WTI Crude $10 above support — next stop $33?

March 17, 2015 9:37 AM (UTC+8)

 

oilsupport
Long Term WTI Crude Support at $33 a Barrel

There’s about $10 of air pocket between the present WTI crude price of $43.36 and the next long-term support level. For several reasons oil could plunge below the 2008 lows during the next several weeks. Longer-dated futures are more vulnerable than short-dated.

First, storage capacity is nearly exhausted. With 12-month WTI futures trading at $11.40 above spot, storing physical crude for future delivery has been a favorite hedge fund trade. Oil inventories in the US now stand at 448 million barrels, up 21% from last year; theoretical storage capacity is about 600 million barrels, but that’s never been tested. Storing oil on VLCC’s isn’t an economical option (the cost of storage is over $1 per barrel per month, more than the price differential between spot and futures in the present cotango).

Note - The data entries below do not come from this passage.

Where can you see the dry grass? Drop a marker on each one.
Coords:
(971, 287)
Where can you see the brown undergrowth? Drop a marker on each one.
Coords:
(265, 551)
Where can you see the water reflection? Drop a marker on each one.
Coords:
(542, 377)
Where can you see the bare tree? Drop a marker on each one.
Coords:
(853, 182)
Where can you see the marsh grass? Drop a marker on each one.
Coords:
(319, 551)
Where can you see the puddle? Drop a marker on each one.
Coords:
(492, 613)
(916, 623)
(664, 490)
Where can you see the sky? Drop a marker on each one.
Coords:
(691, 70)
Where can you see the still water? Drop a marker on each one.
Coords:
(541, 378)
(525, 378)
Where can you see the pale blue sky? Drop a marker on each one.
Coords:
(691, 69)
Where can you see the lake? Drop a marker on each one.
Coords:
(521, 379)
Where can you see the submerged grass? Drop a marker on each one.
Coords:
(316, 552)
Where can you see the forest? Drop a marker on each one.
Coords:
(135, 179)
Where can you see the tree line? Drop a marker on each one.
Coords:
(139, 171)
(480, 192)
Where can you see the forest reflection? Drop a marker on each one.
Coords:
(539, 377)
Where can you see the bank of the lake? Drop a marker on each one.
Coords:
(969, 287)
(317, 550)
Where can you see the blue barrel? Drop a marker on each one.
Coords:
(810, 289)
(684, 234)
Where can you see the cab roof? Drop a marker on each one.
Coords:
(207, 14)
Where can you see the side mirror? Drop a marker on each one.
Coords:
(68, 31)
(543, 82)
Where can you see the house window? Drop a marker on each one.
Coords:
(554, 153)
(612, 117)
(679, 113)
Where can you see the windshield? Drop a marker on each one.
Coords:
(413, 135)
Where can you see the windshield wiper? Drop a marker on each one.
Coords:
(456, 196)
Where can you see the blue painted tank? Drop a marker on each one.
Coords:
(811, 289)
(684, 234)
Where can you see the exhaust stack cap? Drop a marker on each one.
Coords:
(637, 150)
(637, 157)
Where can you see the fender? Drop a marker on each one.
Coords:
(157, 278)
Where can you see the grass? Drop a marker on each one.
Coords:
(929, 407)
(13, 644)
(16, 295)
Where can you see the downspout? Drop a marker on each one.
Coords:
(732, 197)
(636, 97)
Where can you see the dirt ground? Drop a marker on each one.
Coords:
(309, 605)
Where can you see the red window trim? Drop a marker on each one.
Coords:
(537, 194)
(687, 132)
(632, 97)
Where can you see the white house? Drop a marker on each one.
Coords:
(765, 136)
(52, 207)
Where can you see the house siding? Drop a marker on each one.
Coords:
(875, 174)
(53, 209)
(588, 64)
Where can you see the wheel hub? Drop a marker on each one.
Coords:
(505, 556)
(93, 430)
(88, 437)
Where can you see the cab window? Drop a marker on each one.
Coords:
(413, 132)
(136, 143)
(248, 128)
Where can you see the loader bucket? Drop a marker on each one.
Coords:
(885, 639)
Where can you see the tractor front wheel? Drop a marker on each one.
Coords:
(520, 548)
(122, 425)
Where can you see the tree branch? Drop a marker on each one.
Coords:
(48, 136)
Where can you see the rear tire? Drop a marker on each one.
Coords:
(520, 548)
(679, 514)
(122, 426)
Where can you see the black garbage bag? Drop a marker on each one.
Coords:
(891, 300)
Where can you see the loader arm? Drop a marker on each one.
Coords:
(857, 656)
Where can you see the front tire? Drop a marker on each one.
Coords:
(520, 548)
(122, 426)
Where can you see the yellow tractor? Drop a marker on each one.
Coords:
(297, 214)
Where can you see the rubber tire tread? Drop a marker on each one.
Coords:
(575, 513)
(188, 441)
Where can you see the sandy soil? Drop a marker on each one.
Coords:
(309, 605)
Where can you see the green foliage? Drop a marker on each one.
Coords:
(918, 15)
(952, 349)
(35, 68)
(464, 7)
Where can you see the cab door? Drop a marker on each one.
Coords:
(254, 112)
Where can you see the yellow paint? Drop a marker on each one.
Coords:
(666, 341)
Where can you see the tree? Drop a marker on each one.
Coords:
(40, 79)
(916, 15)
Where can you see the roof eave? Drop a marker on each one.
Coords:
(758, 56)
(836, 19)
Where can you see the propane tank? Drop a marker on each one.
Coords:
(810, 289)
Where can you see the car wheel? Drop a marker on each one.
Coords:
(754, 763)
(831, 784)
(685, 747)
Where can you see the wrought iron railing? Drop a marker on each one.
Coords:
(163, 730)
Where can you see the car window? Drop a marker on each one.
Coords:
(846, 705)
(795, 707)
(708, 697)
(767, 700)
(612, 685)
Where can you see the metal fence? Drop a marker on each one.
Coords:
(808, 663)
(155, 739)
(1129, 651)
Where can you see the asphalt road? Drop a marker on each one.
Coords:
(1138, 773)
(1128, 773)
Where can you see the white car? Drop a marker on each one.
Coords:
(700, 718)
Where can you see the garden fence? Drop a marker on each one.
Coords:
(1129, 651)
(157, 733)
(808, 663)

Second, Saudi Arabia–the prime mover in the oil price collapse of the past six months–has all the more reason to keep downward pressure on the oil price with an international deal looming to lift sanctions on Iran. The Saudis don’t have a lot of friends these days. It’s clear that the Obama administration is comfortable giving Iran the upper hand in the Persian Gulf. The February Threat Assessment Report of the US Director of National Intelligence, James Clapper, amounts to an endorsement of Iran’s benevolent intentions in the region. The absence of language about Iran’s support for terrorism attracted a lot of attention in the press, but the most significant sentence in the report accentuates the positive where Iran is concerned: “Despite Iran’s intentions to dampen sectarianism, build responsive partners, and deescalate tensions with Saudi Arabia, Iranian leaders—particularly within the security services—are pursuing policies with negative secondary consequences for regional stability and potentially for Iran. Iran’s actions to protect and empower Shia communities are fueling growing fears and sectarian responses.” Only indirectly does Iran threaten regional stability, according to the Director of National Intelligence. That’s news to the Saudis, who are likely to keep downward pressure on oil in order to damage Iran.